Photo taken in June 2019 shows a private “minpaku” accommodation room in Kanazawa City, Ishikawa Prefecture, central Japan. (Kyodo)

In fiscal 2020 through March of this year, a total of 1.14 million people stayed in these private dwellings, down 77% from the previous year.

Private accommodation, known in Japan as “minpaku”, has gained attention since a law legalizing it came into force in June 2018 to address the lack of hotel rooms amid boom of inbound tourism.

Prior to the global spread of COVID-19 in early 2020, there were concerns that there would be a housing shortage during the Tokyo Games, especially in Tokyo, Osaka and other major cities, leading to an increase in private housing recorded at a rate of several hundred units per month.

The Tokyo Olympics and Paralympics, originally scheduled for summer 2020, have been postponed for a year due to the pandemic. The decision to hold the Summer Games mainly without spectators to prevent the spread of the virus has hit private accommodation operators.

Of the 289 hosting operators who reported their business shutdown from September to October 2020 and responded to a survey, 49% said they could not expect to make any profit.

With the disappearance of foreign tourists, the main customers of minpaku’s facilities, operators see no sign of a recovery in tourism demand.

The government’s “Go To Travel” campaign for domestic tourism subsidies, covering private accommodation, has been on hold nationwide since December 28 due to a resurgence in coronavirus infections.

Some local governments have their own travel discount campaigns, but these are limited to hotels and hostels and do not cover private accommodation.

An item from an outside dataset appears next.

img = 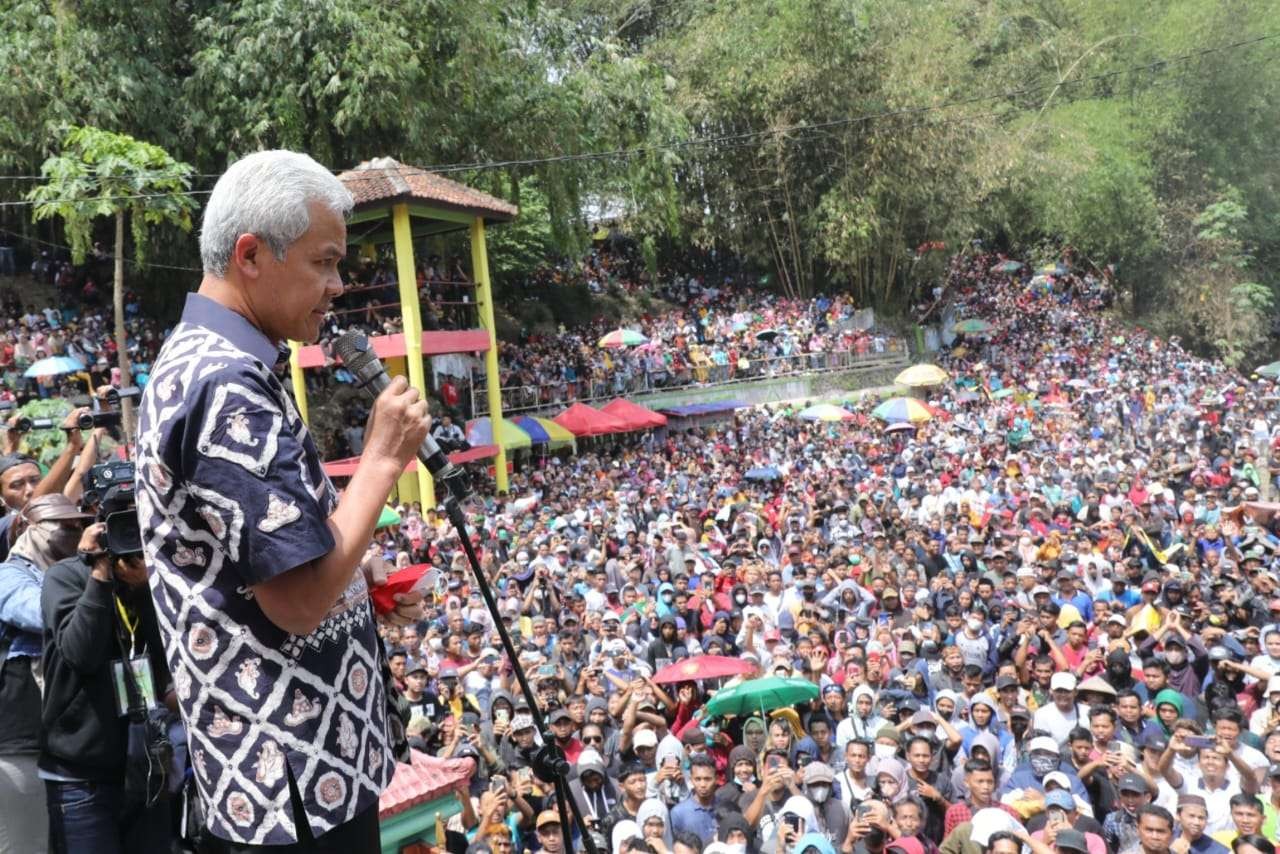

The government plans to conduct an investigation by March of next year into the system for the use and management of vacation rentals, with a possible review of the accommodation system for a resumption of travel demand. post-pandemic.

The elements to be considered by the envisaged review would include legal restrictions, such as limiting the accommodation offered by private accommodation to 180 days per year.

While vacation rentals allow for longer stays at lower prices than hotels and hostels, they also use vacant rooms and homes in areas of Japan that are experiencing declining populations.